Consistent with previous studies (Garcia et al. 2016; Zhu et al. 2017), females were more susceptible to the effects of PM10, SO2, NO2, PM2.5, CO, and O3 than males. Although this relationship is not evident, some biological and abiotic factors can explain this phenomenon (Bennett et al. 1996; Eaker et al. 1993); first, in anatomy, females have smaller respiratory tract diameters, so females have higher airway responses and particulate deposition effects than males. For the age subgroup, the study showed that residents ≥ 65 years old were more sensitive to PM10, CO, and O3 than residents < 65 years old; the results of SO2, NO2, and PM2.5 were exactly the opposite. This may be explained by differences in exposure to air pollutants among residents of different ages, and it is more common in older people with chronic diseases (Roth et al. 2017).
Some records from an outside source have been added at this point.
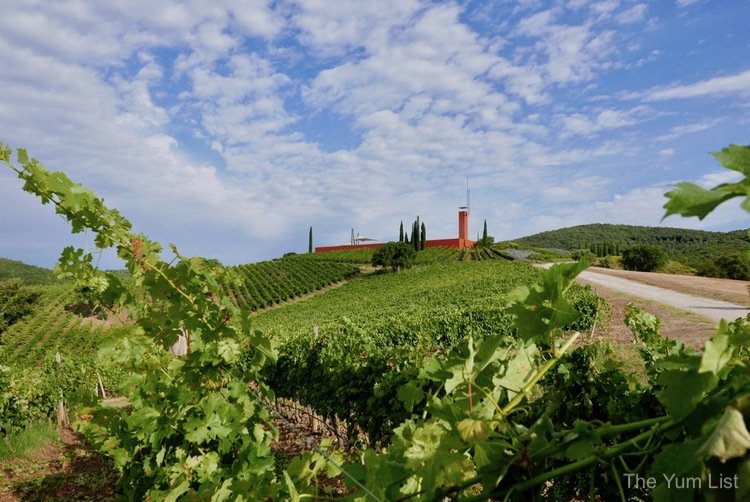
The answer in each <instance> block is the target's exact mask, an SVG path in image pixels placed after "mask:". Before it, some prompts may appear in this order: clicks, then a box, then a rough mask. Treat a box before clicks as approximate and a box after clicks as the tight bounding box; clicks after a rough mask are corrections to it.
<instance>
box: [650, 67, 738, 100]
mask: <svg viewBox="0 0 750 502" xmlns="http://www.w3.org/2000/svg"><path fill="white" fill-rule="evenodd" d="M726 94H738V95H741V96H750V70H747V71H744V72H742V73H738V74H736V75H729V76H726V77H715V78H712V79H708V80H702V81H700V82H696V83H694V84H688V85H674V86H670V87H665V88H658V89H653V90H651V91H649V92H647V93H646V94H645V96H644V98H645V99H646V101H660V100H665V99H686V98H695V97H700V96H716V95H726Z"/></svg>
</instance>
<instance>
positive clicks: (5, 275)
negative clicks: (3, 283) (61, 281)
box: [0, 258, 58, 284]
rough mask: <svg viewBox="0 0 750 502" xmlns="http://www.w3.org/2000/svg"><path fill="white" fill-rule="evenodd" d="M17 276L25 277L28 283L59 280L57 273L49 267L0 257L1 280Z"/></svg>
mask: <svg viewBox="0 0 750 502" xmlns="http://www.w3.org/2000/svg"><path fill="white" fill-rule="evenodd" d="M16 277H18V278H20V279H23V281H24V282H25V283H26V284H52V283H55V282H58V280H57V277H55V273H54V272H52V270H50V269H48V268H42V267H37V266H36V265H28V264H26V263H23V262H21V261H16V260H9V259H7V258H0V281H4V280H6V279H13V278H16Z"/></svg>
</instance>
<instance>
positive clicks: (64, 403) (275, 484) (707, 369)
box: [0, 145, 750, 502]
mask: <svg viewBox="0 0 750 502" xmlns="http://www.w3.org/2000/svg"><path fill="white" fill-rule="evenodd" d="M716 157H717V158H718V159H719V160H720V161H721V162H722V163H723V164H724V165H725V166H727V167H729V168H730V169H733V170H735V171H740V172H743V173H747V172H748V169H747V166H748V165H750V148H748V147H738V146H734V145H733V146H730V147H729V148H727V149H725V150H723V151H722V152H719V153H717V154H716ZM16 158H17V160H16V161H15V162H14V161H12V160H11V151H10V149H8V148H5V147H2V148H0V160H2V161H3V162H4V163H5V164H6V165H7V166H8V167H9V168H10V169H12V170H13V171H14V172H16V174H17V175H18V176H19V177H20V178H22V179H23V180H24V181H25V186H24V188H25V190H27V191H29V192H31V193H33V194H35V195H37V196H39V197H40V198H42V200H44V201H51V202H52V203H53V204H54V206H55V208H56V211H57V212H58V213H59V214H60V215H61V216H63V217H64V218H65V219H66V220H68V221H69V222H70V223H71V224H72V226H73V229H74V230H76V231H80V230H82V229H84V228H87V229H90V230H92V231H93V232H94V233H95V234H96V243H97V245H98V246H99V247H100V248H109V247H114V248H116V250H117V254H118V256H119V257H120V258H121V259H122V260H123V261H124V262H125V263H126V265H127V268H128V271H129V273H130V277H129V279H128V280H123V279H122V278H121V277H120V276H118V275H116V274H113V273H108V272H103V271H101V270H98V269H97V268H96V267H95V266H94V265H93V263H94V257H93V256H92V255H91V254H90V253H86V252H84V251H83V250H74V249H73V248H67V249H65V250H64V251H63V257H62V259H61V261H60V265H59V266H60V269H61V271H62V272H64V273H68V274H69V275H70V276H71V277H73V278H74V284H73V286H72V287H75V288H78V289H81V288H84V289H85V290H86V291H89V292H90V293H91V294H92V298H93V300H95V301H98V302H99V304H101V305H103V306H105V307H107V308H108V309H110V311H111V312H122V311H123V309H127V312H128V322H127V323H125V324H123V325H122V326H121V327H120V328H119V329H120V331H119V332H117V333H111V335H112V336H110V337H108V338H109V340H108V342H107V343H106V344H105V345H104V348H103V350H102V351H100V354H99V357H98V358H97V359H96V362H95V363H91V362H89V363H88V365H87V359H90V357H88V355H83V357H81V358H80V359H75V358H74V357H73V356H72V355H71V356H67V357H66V358H63V360H62V361H55V360H54V359H52V360H50V358H49V357H48V358H46V359H45V360H44V362H43V363H42V365H41V366H40V367H39V368H36V367H34V368H32V367H30V366H28V365H30V364H32V363H34V362H36V361H35V359H39V358H41V357H42V353H43V352H44V351H45V350H51V349H52V348H54V347H62V345H63V343H62V342H60V339H61V336H62V335H60V333H73V335H71V337H75V336H76V335H75V333H76V332H78V330H79V328H80V327H81V326H82V324H81V323H80V322H78V321H76V320H75V318H72V317H70V316H69V315H68V314H67V311H66V310H65V308H64V304H65V303H66V296H65V295H66V294H67V293H66V292H65V291H64V290H60V291H56V290H53V289H50V290H49V291H48V292H47V293H46V296H45V300H44V301H43V305H46V307H45V309H46V310H45V311H46V312H50V313H49V315H47V316H46V317H45V316H41V317H40V318H42V319H43V321H40V322H39V324H38V325H37V324H36V321H34V322H32V319H35V318H37V317H36V315H35V316H34V317H32V318H29V319H27V320H24V321H23V322H24V323H26V322H28V323H31V325H32V326H36V327H35V328H28V325H27V327H24V326H23V325H14V327H13V328H12V329H13V330H14V331H13V332H12V334H11V336H13V337H15V338H13V340H16V341H17V343H14V344H13V347H10V346H9V345H6V347H5V350H6V351H7V350H10V351H11V354H12V356H13V358H14V359H16V360H17V361H21V362H22V363H23V364H25V365H27V366H26V367H25V368H21V369H20V370H18V371H13V370H10V369H9V368H7V367H5V366H0V420H1V421H2V422H1V423H0V427H1V428H2V429H3V430H4V431H6V432H7V431H10V432H12V431H14V430H19V429H23V428H24V427H26V426H28V425H29V423H31V421H32V420H39V419H43V418H44V417H45V416H51V415H52V414H53V413H54V411H55V410H56V409H58V410H63V412H64V410H65V406H67V407H68V409H69V410H73V411H74V410H76V409H82V408H81V407H82V406H88V407H87V408H85V410H86V413H85V418H84V417H81V419H80V420H78V421H76V423H75V426H76V427H77V428H78V430H80V431H82V432H83V433H85V434H86V437H87V438H88V440H89V441H91V443H92V444H93V445H95V446H96V447H97V448H98V449H99V451H101V452H102V453H103V454H105V455H107V456H108V457H109V458H110V459H111V461H112V463H113V465H114V468H115V469H116V470H117V473H118V476H119V480H118V482H117V486H116V489H117V491H118V493H119V494H120V496H121V497H123V498H124V499H128V500H172V501H176V500H214V501H223V500H303V499H313V500H330V499H335V498H340V499H346V500H356V501H362V502H364V501H366V500H367V501H386V500H389V501H390V500H436V501H437V500H440V501H443V500H477V501H478V500H514V501H516V500H518V501H521V500H621V501H627V500H645V499H649V498H653V499H655V500H664V501H667V500H670V501H671V500H696V499H699V500H738V501H739V500H747V499H748V497H750V475H748V473H749V472H750V453H749V452H750V432H749V431H748V429H747V427H746V423H747V420H748V417H750V371H749V370H748V366H747V357H748V347H750V322H748V321H746V320H742V319H739V320H736V321H734V322H732V323H728V322H722V323H721V325H720V326H719V328H718V330H717V331H716V333H715V335H714V336H713V337H712V338H711V339H710V340H709V341H707V343H706V345H705V348H704V350H703V351H702V352H697V351H694V350H691V349H689V348H686V347H684V346H682V345H681V344H679V343H677V342H675V341H672V340H669V339H666V338H664V337H663V336H661V335H660V333H659V321H658V320H657V319H656V318H654V317H653V316H651V315H649V314H647V313H645V312H642V311H639V310H638V309H635V308H630V309H629V311H628V315H627V318H626V323H627V325H628V327H629V328H630V329H631V330H632V332H633V335H634V341H635V343H636V344H637V347H638V350H639V353H640V356H641V367H640V368H638V369H639V370H640V371H639V372H637V374H634V373H633V372H632V371H630V370H631V369H632V368H631V369H628V368H624V367H623V365H622V362H621V361H619V360H618V359H617V358H616V356H615V355H614V352H613V351H612V349H611V347H610V346H609V345H608V344H607V343H606V342H599V343H583V342H582V340H583V339H584V338H588V337H582V333H584V332H586V331H587V330H589V329H590V328H591V327H593V325H594V322H595V321H596V319H597V318H598V317H599V316H600V315H601V311H600V308H601V305H602V303H601V302H600V301H599V299H598V298H597V297H596V296H595V295H594V294H593V293H592V292H591V291H590V290H588V289H586V288H580V287H577V286H575V284H574V280H575V278H576V276H577V275H578V274H579V273H580V272H581V271H582V270H584V269H585V268H586V266H587V263H585V262H577V263H567V264H559V265H556V266H554V267H552V268H550V269H548V270H536V269H534V268H532V267H530V266H528V265H525V264H522V263H517V262H511V261H506V260H475V259H472V260H470V262H465V261H464V260H463V259H449V258H446V257H448V256H449V255H448V252H447V251H444V250H438V251H435V253H444V256H443V258H441V259H438V258H435V261H436V262H435V263H433V264H431V265H427V264H424V265H423V266H420V267H415V268H414V269H412V270H409V271H404V272H398V273H391V274H386V273H382V274H373V275H372V276H369V277H366V278H363V279H362V280H357V281H351V282H349V283H347V284H345V285H343V286H341V287H339V288H331V289H330V290H328V291H326V292H325V293H323V294H321V295H317V296H315V297H313V298H310V299H308V300H306V301H304V302H295V303H291V304H289V305H285V306H283V307H281V308H278V309H273V310H270V311H267V312H260V313H258V314H257V315H256V316H254V317H253V318H251V317H250V311H251V310H253V309H258V310H259V309H261V308H263V307H262V305H270V304H271V303H272V302H276V301H279V300H278V299H281V300H282V301H283V300H284V299H287V298H289V296H287V295H289V294H290V292H295V291H296V292H299V291H303V290H305V288H304V287H300V286H299V284H297V283H296V282H295V281H294V280H292V279H290V277H291V275H295V276H296V275H297V274H301V273H302V272H299V271H298V272H295V273H290V274H291V275H290V276H287V275H286V274H285V272H284V271H283V270H281V269H279V268H275V267H281V268H283V267H284V266H286V265H284V263H287V260H281V261H280V263H279V264H275V265H269V264H265V265H264V264H260V265H257V266H249V267H244V268H243V267H238V268H235V269H232V268H225V267H222V266H221V265H220V264H219V263H218V262H216V261H212V260H205V259H202V258H198V257H184V256H182V255H180V254H179V252H178V251H177V248H176V247H174V246H172V251H173V253H174V254H175V256H176V259H175V261H174V262H173V263H166V262H164V261H163V260H162V258H161V254H160V253H161V250H162V249H161V246H160V245H159V244H158V243H156V242H154V241H150V240H148V238H146V237H145V236H143V235H141V234H135V233H133V232H132V231H131V224H130V222H129V221H128V220H126V219H125V218H123V217H122V216H121V215H120V214H119V212H117V211H116V210H113V209H110V208H107V207H106V206H104V204H103V202H102V200H101V199H99V198H98V197H96V195H95V194H93V193H92V192H90V191H87V190H86V189H84V188H83V187H81V186H79V185H75V184H74V183H72V182H71V181H70V180H69V179H68V178H67V176H65V175H64V174H62V173H50V172H49V171H47V170H46V169H44V168H43V167H42V166H41V165H40V164H39V163H38V162H37V161H34V160H32V159H29V157H28V156H27V155H26V152H25V151H24V150H19V151H18V153H17V156H16ZM748 193H750V177H746V178H745V179H743V180H742V181H740V182H738V183H735V184H724V185H719V186H717V187H715V188H714V189H711V190H706V189H703V188H701V187H697V186H695V185H690V184H681V185H678V187H677V188H676V189H675V190H674V191H673V192H671V193H669V194H668V198H669V202H668V203H667V205H666V206H665V207H666V209H667V214H681V215H683V216H699V217H704V216H705V215H706V214H708V213H709V212H710V211H712V210H713V209H714V208H715V207H716V206H718V205H719V204H721V203H722V202H724V201H725V200H727V199H729V198H732V197H736V196H740V197H747V194H748ZM745 206H747V199H745ZM478 252H479V253H481V251H478ZM342 253H349V252H348V251H347V252H342ZM352 253H353V251H352ZM475 253H476V251H475ZM424 256H427V255H424ZM450 256H453V255H450ZM458 256H459V257H465V256H466V253H463V254H459V255H458ZM325 258H330V257H325ZM319 259H320V257H318V256H312V255H311V256H304V257H302V256H300V257H289V258H288V263H294V264H295V265H289V266H290V267H297V266H301V267H303V268H305V267H309V270H314V268H313V267H312V266H311V265H312V263H313V262H315V261H316V260H319ZM360 259H361V258H360ZM350 260H351V261H350V262H351V263H357V262H356V260H354V258H353V255H352V257H351V258H350ZM446 260H447V261H446ZM332 261H340V262H345V261H349V260H345V259H343V258H341V259H340V260H332ZM467 261H468V260H467ZM360 263H366V261H364V262H360ZM327 265H328V264H326V266H325V267H320V269H319V272H321V274H316V273H308V275H307V278H308V279H306V280H305V281H303V282H307V281H309V283H310V284H313V283H314V284H316V285H324V284H327V283H330V281H336V280H340V279H342V278H344V277H346V276H347V275H348V274H350V273H351V272H352V270H353V269H352V268H351V267H348V266H346V265H344V266H336V265H334V266H331V267H328V266H327ZM297 270H301V269H297ZM324 270H327V272H325V273H326V274H328V273H330V274H331V275H330V276H326V277H328V278H323V277H322V275H323V274H322V272H323V271H324ZM261 274H262V277H264V279H263V280H264V281H267V282H266V283H264V284H260V283H255V282H252V281H253V280H254V279H255V278H256V277H259V276H261ZM285 277H286V278H285ZM327 281H328V282H327ZM255 284H259V285H258V286H255ZM272 284H277V285H276V286H272ZM294 284H297V285H294ZM261 287H262V291H264V293H263V294H264V295H265V296H264V298H263V299H261V300H258V302H259V303H257V304H256V303H253V301H254V300H253V295H255V296H259V297H260V296H261V292H260V291H261ZM318 287H320V286H318ZM251 288H252V289H251ZM295 288H296V289H295ZM308 290H309V289H308ZM292 294H297V293H292ZM263 302H265V303H263ZM48 327H49V331H51V335H49V334H48V333H45V330H47V329H48ZM3 337H5V334H4V335H3ZM180 338H184V339H187V341H188V350H186V351H185V353H183V354H181V355H180V356H175V355H174V354H173V353H172V352H171V351H170V348H171V347H173V345H174V344H175V342H177V341H178V340H179V339H180ZM63 340H64V338H63ZM70 340H71V342H70V343H71V344H75V343H76V342H75V341H74V340H75V338H71V339H70ZM66 343H67V342H66ZM80 343H84V342H80ZM40 346H41V347H46V349H40V348H39V347H40ZM82 346H83V345H82ZM99 377H103V378H106V379H109V380H110V381H111V382H113V386H114V388H115V389H116V391H117V392H118V393H119V395H120V396H121V397H122V398H123V399H124V400H126V402H127V406H126V407H122V408H111V407H108V406H103V405H101V403H96V402H92V401H93V398H92V396H91V394H92V393H91V391H90V390H89V389H91V385H90V382H91V381H92V380H91V379H92V378H99ZM86 391H88V392H86ZM86 393H87V394H88V397H86V396H84V395H83V394H86ZM282 396H285V397H287V398H290V399H292V400H294V401H296V402H299V403H301V404H305V405H308V406H310V407H311V408H312V409H313V410H314V411H315V412H317V413H319V414H320V415H322V416H323V417H324V418H325V419H326V420H329V421H332V422H334V423H337V424H339V425H343V428H344V429H345V432H344V435H345V437H343V438H341V439H342V441H340V442H339V443H337V444H338V446H336V447H334V444H333V443H332V442H330V441H327V442H320V443H318V442H316V441H313V442H309V443H308V442H306V449H305V450H304V451H303V452H301V453H300V454H298V455H297V454H294V455H293V456H292V457H291V458H290V456H288V455H279V454H278V453H277V449H276V448H277V447H278V444H279V441H280V439H281V438H280V434H279V428H278V426H277V424H278V423H279V421H280V420H281V421H282V422H283V421H286V422H288V421H289V420H287V419H286V418H285V417H284V416H279V415H278V413H279V408H278V407H277V406H274V403H275V402H276V401H277V399H278V398H279V397H282ZM58 400H60V402H59V406H56V403H57V401H58ZM286 422H285V423H286ZM639 480H640V481H639ZM334 486H335V487H337V488H336V489H335V490H334V489H333V488H332V487H334Z"/></svg>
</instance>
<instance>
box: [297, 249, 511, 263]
mask: <svg viewBox="0 0 750 502" xmlns="http://www.w3.org/2000/svg"><path fill="white" fill-rule="evenodd" d="M373 252H374V250H373V249H346V250H340V251H328V252H325V253H313V254H305V255H296V256H290V257H289V258H288V259H292V260H303V261H305V262H310V261H320V262H333V263H357V264H368V263H370V262H371V261H372V254H373ZM495 259H502V260H512V259H513V257H511V256H509V255H508V254H506V253H504V252H502V251H501V250H500V249H499V248H497V247H477V248H469V249H458V248H448V247H434V248H427V249H424V250H422V251H419V252H418V253H417V254H416V258H415V260H414V264H415V265H431V264H433V263H443V262H446V261H478V260H495Z"/></svg>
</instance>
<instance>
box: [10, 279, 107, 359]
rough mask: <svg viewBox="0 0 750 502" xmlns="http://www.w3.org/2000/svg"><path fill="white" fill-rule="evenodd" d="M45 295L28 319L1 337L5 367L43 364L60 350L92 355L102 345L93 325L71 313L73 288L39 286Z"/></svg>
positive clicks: (43, 296) (71, 287) (73, 291)
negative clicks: (81, 350)
mask: <svg viewBox="0 0 750 502" xmlns="http://www.w3.org/2000/svg"><path fill="white" fill-rule="evenodd" d="M38 287H39V288H40V290H41V291H42V295H41V297H40V299H39V300H38V303H37V305H36V306H35V307H34V312H32V314H30V315H29V316H28V317H27V318H25V319H23V320H22V321H20V322H18V323H16V324H14V325H13V326H11V327H10V328H9V329H8V330H7V331H6V332H4V333H3V334H2V337H0V345H1V346H3V351H4V357H3V359H4V364H12V365H14V366H17V367H25V366H33V365H36V364H39V362H40V361H42V360H43V359H44V358H45V357H46V356H47V355H48V354H54V353H55V352H57V351H67V350H70V351H71V352H78V351H80V350H83V349H86V353H88V354H92V355H93V351H94V349H95V348H96V347H97V346H98V342H97V340H98V339H99V338H100V337H101V336H103V335H102V334H101V333H102V331H101V330H99V332H98V333H99V335H98V336H95V335H94V331H93V330H92V328H91V325H90V324H88V322H87V321H84V320H82V318H80V317H79V316H77V315H76V314H74V313H73V312H71V311H70V309H69V306H70V304H71V303H72V301H73V299H74V291H73V288H72V286H71V285H53V286H38Z"/></svg>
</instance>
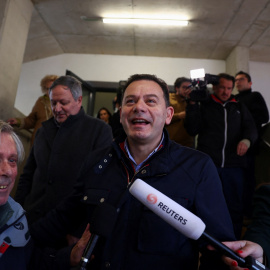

In this study, there are several advantages: first, this study had a longer time span than similar studies in the past (generally 2–5 years), the time span of this study reached 10 years, can reveal the long-term exposure effects of air pollutants, and compared to previous studies, the types of air pollutants in our study are more comprehensive, and it is a good response to the effects of air pollutants on CVD deaths, so the results were more reliable and accurate. Second, this study used a distributed-lag nonlinear model to quantitatively analyze the effects of air pollutants on CVD in residents, and the model is more active than the generalized additive model. Third, the study compared different genders, ages, and the effects of air pollutants on different types of CVD deaths in the same population; sensitive populations were identified, and more favorable targeted preventive and control measures were proposed. Fourth, as we mentioned above, Hefei is the representative area for the combined pollution of coal smoke and motor vehicle exhaust in the central cities. This study will help us better understand the impact of air pollution on CVD deaths in a coal smoke and motor vehicle exhaust polluted region. Of course, this study also has some shortcomings. First, as with other similar studies, air pollutant concentration data and meteorological data are obtained from fixed detection sites, which could not represent total exposure to population, underestimate the health effects of air pollution. Second, due to the lack of data on indoor air pollutants, indoor air pollution is not considered in this study, which may also affect population exposure levels and overestimate the link between ambient air pollutants and death. Finally, this study only involves Hefei; the results of the study should be cautious when extrapolated. However, from the point of view of big data analysis, although there are some shortcomings, the research results still have some persuasion.

Conclusions

In summary, we evaluated the effects of ambient air pollutants on CVD deaths during 2007–2016 in Hefei. Through the DLNM of time-series analysis, we observed positive associations between PM10, SO2, NO2, PM2.5, CO, and O3 concentration at different lag days and CVD deaths. NO2 and SO2 were the largest two risk pollutants of CVD deaths in Hefei. Females and elderly for CVD were more vulnerable to air pollution. In consequence, some effective measures should be taken to strengthen the management of the ambient air pollutants, and to enhance the protection of the high-risk population from air pollutants.